[Mlir-commits] [mlir] [MLIR][AArch64] Lower `vector.contract` to SVE FEAT_BF16 operations (PR #147052)
llvmlistbot at llvm.org
llvmlistbot at llvm.org
Fri Jul 4 06:26:54 PDT 2025
llvmbot wrote:
<!--LLVM PR SUMMARY COMMENT-->
@llvm/pr-subscribers-mlir-neon
Author: Momchil Velikov (momchil-velikov)
<details>
<summary>Changes</summary>
This patch adds lowering of Bfloat16 widening matrix multiply and accumulate `vector.contract`, by parametrising and refactoring the pattern for 8-bit integers.
---
Patch is 65.28 KiB, truncated to 20.00 KiB below, full version: https://github.com/llvm/llvm-project/pull/147052.diff
12 Files Affected:
- (modified) mlir/include/mlir/Conversion/Passes.td (+4)
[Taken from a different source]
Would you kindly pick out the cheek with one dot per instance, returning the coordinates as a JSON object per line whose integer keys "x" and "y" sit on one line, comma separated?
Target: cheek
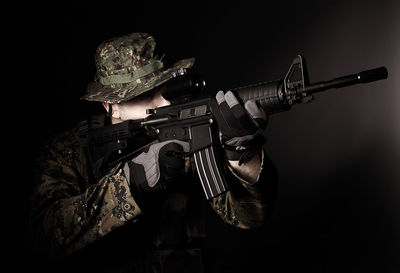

- (modified) mlir/include/mlir/Dialect/ArmSVE/TransformOps/ArmSVEVectorTransformOps.td (+11-1)
- (modified) mlir/include/mlir/Dialect/ArmSVE/Transforms/Transforms.h (+2)
- (modified) mlir/lib/Conversion/VectorToLLVM/ConvertVectorToLLVMPass.cpp (+3)
- (modified) mlir/lib/Dialect/ArmNeon/Transforms/LowerContractionToNeonI8MMPattern.cpp (+1-1)
- (modified) mlir/lib/Dialect/ArmSVE/TransformOps/ArmSVEVectorTransformOps.cpp (+6-1)
- (modified) mlir/lib/Dialect/ArmSVE/Transforms/CMakeLists.txt (+1-1)
- (added) mlir/lib/Dialect/ArmSVE/Transforms/LowerContractToSVEPatterns.cpp (+607)
- (removed) mlir/lib/Dialect/ArmSVE/Transforms/LowerContractionToSVEI8MMPattern.cpp (-366)
- (added) mlir/test/Dialect/Vector/CPU/ArmSVE/vector-bfmmla.mlir (+105)
- (added) mlir/test/Integration/Dialect/Vector/CPU/ArmSVE/vector-contract-bfmmla.mlir (+201)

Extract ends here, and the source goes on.